The guys have started sheathing the new outbuilding. It’s slow going because August’s regular work schedule has been pretty hectic, but they are making progress. We need to have it buttoned up before winter so there’s more room for the flocks in the original outbuilding.

During the summer, the meat birds take over the main coop, and the laying hens move out to portable coops around the land (including in the orchard). The duck patrol is in the other part of the building. In winter, after the meat birds are gone, the hens move back to the main coop.

With the extra members of the duck patrol hatching this year, the duck area is getting quite full. It’s not bad now when they spend most of their time outside, but with limited daylight and more time stuck indoors, they need more space.

After the sheathing is done, we’ll need to round up some friends for the truss raising, which should be interesting. Wish us luck!

All our best to you and yours,

Laurie, and August IV, August V, and Duncan

This week’s featured articles…

This is a fun new recipe I tried out to use up some of the apple and pear bounty – ​carrot cake jam​.

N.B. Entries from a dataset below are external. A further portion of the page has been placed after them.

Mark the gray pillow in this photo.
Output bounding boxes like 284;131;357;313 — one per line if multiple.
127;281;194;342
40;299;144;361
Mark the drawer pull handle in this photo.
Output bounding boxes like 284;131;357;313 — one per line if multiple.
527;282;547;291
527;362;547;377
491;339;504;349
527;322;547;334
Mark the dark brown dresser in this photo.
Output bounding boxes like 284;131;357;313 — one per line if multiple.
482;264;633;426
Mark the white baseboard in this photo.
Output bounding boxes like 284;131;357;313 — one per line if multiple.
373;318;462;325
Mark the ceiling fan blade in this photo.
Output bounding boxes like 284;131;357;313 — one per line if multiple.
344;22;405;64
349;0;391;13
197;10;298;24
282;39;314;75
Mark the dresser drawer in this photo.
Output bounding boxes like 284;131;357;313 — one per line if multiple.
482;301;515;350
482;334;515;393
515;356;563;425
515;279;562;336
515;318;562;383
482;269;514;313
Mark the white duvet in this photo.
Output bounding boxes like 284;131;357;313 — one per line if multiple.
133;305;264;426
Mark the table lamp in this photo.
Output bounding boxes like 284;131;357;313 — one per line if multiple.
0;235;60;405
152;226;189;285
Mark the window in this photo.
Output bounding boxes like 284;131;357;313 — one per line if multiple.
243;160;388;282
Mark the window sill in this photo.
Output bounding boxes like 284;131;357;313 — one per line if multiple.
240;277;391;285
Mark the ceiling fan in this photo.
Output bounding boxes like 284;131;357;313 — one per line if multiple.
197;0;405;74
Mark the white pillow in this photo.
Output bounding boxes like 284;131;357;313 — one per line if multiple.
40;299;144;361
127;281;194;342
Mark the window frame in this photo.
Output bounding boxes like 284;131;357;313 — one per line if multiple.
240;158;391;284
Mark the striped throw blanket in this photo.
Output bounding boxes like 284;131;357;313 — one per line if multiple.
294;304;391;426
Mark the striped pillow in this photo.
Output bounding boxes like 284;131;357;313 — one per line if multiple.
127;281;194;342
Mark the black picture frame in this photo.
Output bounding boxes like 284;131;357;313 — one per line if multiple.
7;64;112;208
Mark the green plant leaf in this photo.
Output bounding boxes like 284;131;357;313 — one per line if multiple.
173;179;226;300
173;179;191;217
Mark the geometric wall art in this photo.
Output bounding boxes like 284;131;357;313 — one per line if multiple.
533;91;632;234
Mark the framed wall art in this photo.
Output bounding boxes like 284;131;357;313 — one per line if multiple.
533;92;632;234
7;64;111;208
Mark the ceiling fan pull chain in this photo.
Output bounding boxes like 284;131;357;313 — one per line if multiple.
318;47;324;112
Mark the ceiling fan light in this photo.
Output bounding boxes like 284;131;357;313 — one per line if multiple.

Calling all the adventurous eaters… Fall is a great time to harvest burdock roots (also known as gobo root). They are good in soups and stews and stir fries. ​Learn how to identify and forage for burdock here.​

Fall is a good time to watch for sales as the harvest comes in. In this article, we share ​how to store rice long term​. Note – white rice and wild rice store better than brown rice or colored rice.

The Ant People…

I found this story/connection interesting, and I hope you do, too.

A while back, we were watching the Ancient Apocalypse series with Graham Hancock. During the series, Mr. Hancock discussed vast underground dwellings in Turkey that may date back over ten thousand years to a global cataclysm.

It appears that these dwelling were sheltered in for a very long time, which begs the question (at least to me), “How did they feed themselves?”

Food stores only last so long, and geological records indicate that whatever happened (I’ve read a number of books about this time period, too), the impact lasted for many years, and left scorched earth over much of the planet, followed by ice ages. (It’s possible to grow healthy plants without light, but that’s a story for another time.)

On the opposite side of the planet, the Hopi Indians in the high desert of Arizona have a legend about the Ant People. As the legend goes, the Ant People rescued the Hopi twice, when the world was destroyed by fire, and again when the world was destroyed by ice. They shared food, and taught the Hopi how to grow and store food.

The Hopi word for “ant” is also anu, and the Hopi root word naki means “friends.” Thus, the Hopi Anu-naki, or “ant friends,” may have been the same as the Sumerian Annunaki.